If you think gap years are easy, you could not be more wrong. While this was the right decision for me, it’s certainly not been fun and games or without significant down-sides. I thought I would compile all of the things I’ve learned about gap years so far – and god help me because its only been 5 months. Here are the things they DON’T tell you about gap years:
- Everybody seems to have an opinion on them, regardless of whether they took one or not. Example: I was getting my hair cut and the hairdresser was asking what I’m currently doing in life; ‘I think they’re a waste of time’ she says. Well thank you very much lady for your opinion ~that nobody asked for~. While I’m making a joke out of this, saying things like this to young people who are still figuring out their career is kind of unacceptable, we all know what it’s like worrying about whether or not you’ve made the right decisions in life and other people imposing their negative opinions doesn’t exactly help.
- They can be slightly lonely depending on your situation. Don’t let this put you off because it certainly differs from person to person but you obviously lose the comfort of having your entire circle of friends around you. Generally the chances are you’ll know at least 1 or 2 people that stay at home. For me though, that wasn’t the case. It’s totally fine though and as times gone on I’ve learned to love being independent. I think that actually, this has made me more secure in myself in that I don’t need to constantly be around people to be happy.
- Joining on to part 2, your social life won’t exactly be wild (unless you put in maximum effort). This was never a shock to me, I obviously knew this was one of the negatives I’d have to take from the situation. No problem though because its only for a year and I’m sure I’ll make up for it if I actually do go to uni. There’s also a number of ways around this through gap year travelling or working.
- You will second guess yourself! There will be moments where you question whether this actually was the right thing to do – even whether you’ve chosen to do the right thing after your gap year is over (and people like lovely lady in point 1. do not help let me tell you). I think in a way this is normal, no doubt I’ll still be doing this even when I’m 40. Does anyone actually know what they’re doing in life or are we all just winging it?
- Last but not least, nothing and I mean NOTHING will prepare you for the amount of times you will have to explain and justify your life choices to other people. It seems you hit an age where every conversation starts with people wanting to know what you’re doing and more importantly, why. Don’t ever feel like you have to justify your choices to other people (even though I just did in this entire blog post).
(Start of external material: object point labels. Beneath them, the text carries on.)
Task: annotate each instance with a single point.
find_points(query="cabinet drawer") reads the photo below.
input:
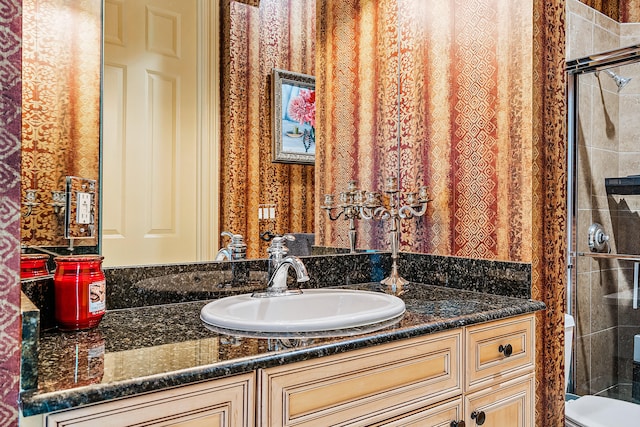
(435, 416)
(488, 362)
(364, 386)
(226, 402)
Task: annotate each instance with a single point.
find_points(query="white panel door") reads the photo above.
(150, 119)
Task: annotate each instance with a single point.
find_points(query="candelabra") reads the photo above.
(30, 201)
(356, 204)
(415, 205)
(348, 207)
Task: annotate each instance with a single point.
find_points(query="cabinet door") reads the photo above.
(508, 404)
(220, 403)
(498, 351)
(435, 416)
(365, 386)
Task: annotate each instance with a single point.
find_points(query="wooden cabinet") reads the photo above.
(221, 403)
(500, 364)
(362, 387)
(505, 404)
(481, 374)
(440, 415)
(499, 350)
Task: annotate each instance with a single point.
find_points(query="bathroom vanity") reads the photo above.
(454, 356)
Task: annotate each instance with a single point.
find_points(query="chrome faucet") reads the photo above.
(279, 264)
(235, 250)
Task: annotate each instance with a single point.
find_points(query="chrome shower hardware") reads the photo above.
(620, 81)
(598, 239)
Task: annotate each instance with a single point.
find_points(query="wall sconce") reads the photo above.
(30, 201)
(59, 201)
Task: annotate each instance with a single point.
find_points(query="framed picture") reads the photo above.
(294, 117)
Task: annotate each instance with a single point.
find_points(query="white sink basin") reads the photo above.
(312, 311)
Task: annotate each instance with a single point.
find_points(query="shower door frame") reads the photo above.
(574, 68)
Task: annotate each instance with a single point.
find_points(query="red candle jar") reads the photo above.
(33, 265)
(80, 291)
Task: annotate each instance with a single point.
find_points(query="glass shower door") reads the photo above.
(604, 231)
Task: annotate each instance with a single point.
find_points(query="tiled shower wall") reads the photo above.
(608, 135)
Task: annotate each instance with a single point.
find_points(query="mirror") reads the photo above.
(248, 184)
(60, 113)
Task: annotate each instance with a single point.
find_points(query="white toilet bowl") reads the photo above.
(593, 411)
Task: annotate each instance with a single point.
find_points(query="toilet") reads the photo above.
(593, 411)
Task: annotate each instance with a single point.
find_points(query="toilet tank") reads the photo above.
(569, 326)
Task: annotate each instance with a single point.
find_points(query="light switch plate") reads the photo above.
(80, 213)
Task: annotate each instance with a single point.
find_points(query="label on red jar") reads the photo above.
(97, 296)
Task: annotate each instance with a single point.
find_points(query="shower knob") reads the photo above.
(598, 239)
(479, 417)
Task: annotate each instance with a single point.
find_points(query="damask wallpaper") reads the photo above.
(452, 91)
(279, 34)
(61, 106)
(10, 122)
(549, 206)
(480, 90)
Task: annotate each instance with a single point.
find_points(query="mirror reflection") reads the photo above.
(60, 112)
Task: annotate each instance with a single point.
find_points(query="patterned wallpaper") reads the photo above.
(463, 124)
(61, 106)
(10, 122)
(278, 34)
(548, 206)
(357, 108)
(480, 85)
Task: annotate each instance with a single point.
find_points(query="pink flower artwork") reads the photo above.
(303, 107)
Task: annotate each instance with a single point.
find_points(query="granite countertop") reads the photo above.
(137, 350)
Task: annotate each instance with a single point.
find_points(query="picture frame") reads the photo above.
(293, 117)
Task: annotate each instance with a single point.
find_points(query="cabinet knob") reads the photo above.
(507, 350)
(480, 417)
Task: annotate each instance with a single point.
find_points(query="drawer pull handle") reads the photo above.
(480, 417)
(507, 350)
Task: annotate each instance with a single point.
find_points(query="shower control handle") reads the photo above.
(507, 350)
(479, 416)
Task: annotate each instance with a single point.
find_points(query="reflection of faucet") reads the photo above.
(279, 264)
(278, 282)
(235, 250)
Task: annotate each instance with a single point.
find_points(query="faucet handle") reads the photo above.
(237, 247)
(278, 248)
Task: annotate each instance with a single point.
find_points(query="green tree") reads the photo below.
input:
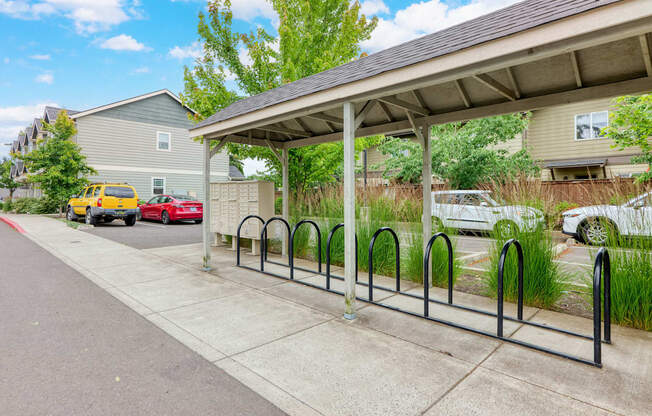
(58, 165)
(313, 36)
(463, 153)
(630, 125)
(6, 181)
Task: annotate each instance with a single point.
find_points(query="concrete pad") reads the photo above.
(445, 339)
(129, 301)
(97, 258)
(186, 338)
(311, 297)
(269, 391)
(623, 385)
(147, 270)
(247, 277)
(451, 314)
(165, 294)
(237, 323)
(489, 393)
(342, 369)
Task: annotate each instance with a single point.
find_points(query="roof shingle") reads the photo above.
(513, 19)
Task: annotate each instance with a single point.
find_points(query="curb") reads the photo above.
(12, 225)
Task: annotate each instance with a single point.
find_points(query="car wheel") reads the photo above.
(130, 220)
(90, 219)
(506, 229)
(70, 214)
(596, 231)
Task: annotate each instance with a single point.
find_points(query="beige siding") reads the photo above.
(114, 142)
(551, 135)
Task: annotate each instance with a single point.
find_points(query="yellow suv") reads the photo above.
(106, 202)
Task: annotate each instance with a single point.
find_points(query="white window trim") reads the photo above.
(165, 184)
(169, 141)
(590, 113)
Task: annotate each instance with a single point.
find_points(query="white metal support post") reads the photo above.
(286, 195)
(206, 222)
(427, 189)
(349, 210)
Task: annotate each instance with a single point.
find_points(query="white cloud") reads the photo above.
(193, 51)
(142, 70)
(426, 17)
(123, 43)
(45, 78)
(373, 7)
(88, 16)
(41, 57)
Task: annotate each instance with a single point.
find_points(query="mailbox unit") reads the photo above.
(232, 201)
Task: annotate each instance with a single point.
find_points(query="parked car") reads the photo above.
(594, 224)
(104, 202)
(168, 208)
(476, 211)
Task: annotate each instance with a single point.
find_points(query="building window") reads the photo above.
(589, 126)
(163, 140)
(158, 186)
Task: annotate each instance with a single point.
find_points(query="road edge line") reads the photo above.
(12, 224)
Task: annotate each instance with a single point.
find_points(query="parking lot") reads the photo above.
(149, 234)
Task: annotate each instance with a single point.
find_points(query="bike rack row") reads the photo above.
(601, 269)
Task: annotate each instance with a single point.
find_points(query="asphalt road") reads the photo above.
(149, 234)
(67, 347)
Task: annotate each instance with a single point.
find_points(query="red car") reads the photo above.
(168, 208)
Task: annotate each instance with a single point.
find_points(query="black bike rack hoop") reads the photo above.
(371, 260)
(426, 271)
(245, 219)
(602, 264)
(291, 250)
(500, 290)
(263, 240)
(328, 255)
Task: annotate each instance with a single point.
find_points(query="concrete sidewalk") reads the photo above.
(288, 343)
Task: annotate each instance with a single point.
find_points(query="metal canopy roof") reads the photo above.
(533, 54)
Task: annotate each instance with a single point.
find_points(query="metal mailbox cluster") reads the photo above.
(601, 271)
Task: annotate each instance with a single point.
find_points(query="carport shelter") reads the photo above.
(533, 54)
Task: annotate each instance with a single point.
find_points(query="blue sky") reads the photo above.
(83, 53)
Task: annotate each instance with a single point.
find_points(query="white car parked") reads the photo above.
(477, 211)
(593, 224)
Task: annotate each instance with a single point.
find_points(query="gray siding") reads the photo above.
(120, 144)
(142, 181)
(160, 109)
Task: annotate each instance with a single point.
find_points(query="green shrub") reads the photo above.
(543, 279)
(631, 282)
(30, 205)
(413, 260)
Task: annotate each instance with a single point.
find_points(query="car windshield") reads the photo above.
(119, 192)
(183, 198)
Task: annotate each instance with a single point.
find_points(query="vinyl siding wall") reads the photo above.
(121, 144)
(551, 135)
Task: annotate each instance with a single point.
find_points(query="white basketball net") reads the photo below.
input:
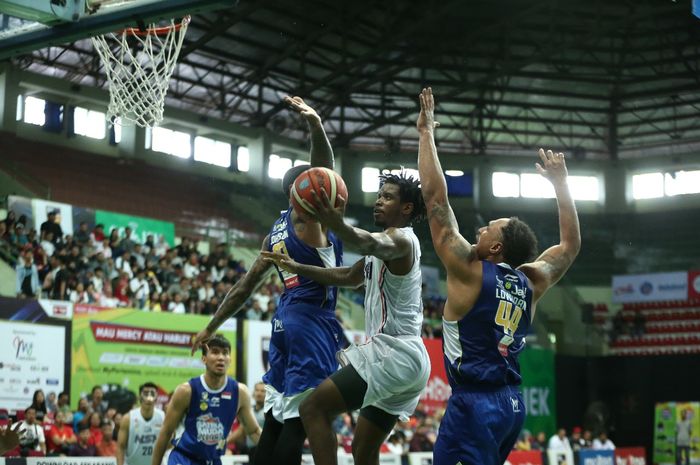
(138, 66)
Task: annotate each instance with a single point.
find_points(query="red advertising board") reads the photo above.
(525, 457)
(438, 389)
(630, 456)
(694, 285)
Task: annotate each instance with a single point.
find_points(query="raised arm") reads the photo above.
(553, 263)
(235, 298)
(454, 251)
(123, 439)
(176, 410)
(344, 276)
(321, 150)
(245, 414)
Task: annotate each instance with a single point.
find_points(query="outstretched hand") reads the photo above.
(10, 437)
(283, 261)
(297, 104)
(426, 118)
(553, 166)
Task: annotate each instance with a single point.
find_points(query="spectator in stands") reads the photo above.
(28, 284)
(602, 442)
(53, 225)
(33, 442)
(177, 306)
(122, 264)
(95, 423)
(83, 448)
(577, 441)
(61, 436)
(97, 402)
(559, 442)
(63, 405)
(58, 289)
(128, 242)
(79, 295)
(47, 243)
(39, 402)
(80, 417)
(140, 289)
(108, 446)
(82, 237)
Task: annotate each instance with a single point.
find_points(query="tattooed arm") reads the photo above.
(553, 263)
(455, 252)
(235, 298)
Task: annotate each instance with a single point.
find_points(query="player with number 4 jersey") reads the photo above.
(492, 289)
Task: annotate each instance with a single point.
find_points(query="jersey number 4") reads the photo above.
(507, 317)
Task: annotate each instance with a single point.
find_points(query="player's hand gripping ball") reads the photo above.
(314, 180)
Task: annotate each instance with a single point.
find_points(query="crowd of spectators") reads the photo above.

People will have their own ideas of what a gap year should be and try to impose them on you, “oh aren’t you travelling?”, “oh, don’t you have 8327 internships yet?”, and to that I say: bugger off!
I hope this was a light-hearted look at gap years and my experience so far. Honestly it hasn’t been half as bad as I’ve probably made it sound, considering I was so terrified to take one, it’s been one of the best decisions I’ve ever made. The most important thing – and something I hope you take from my initial mistake – is never doubt your capabilities. Don’t put yourself in an academic box, you are capable of more than you give yourself credit for.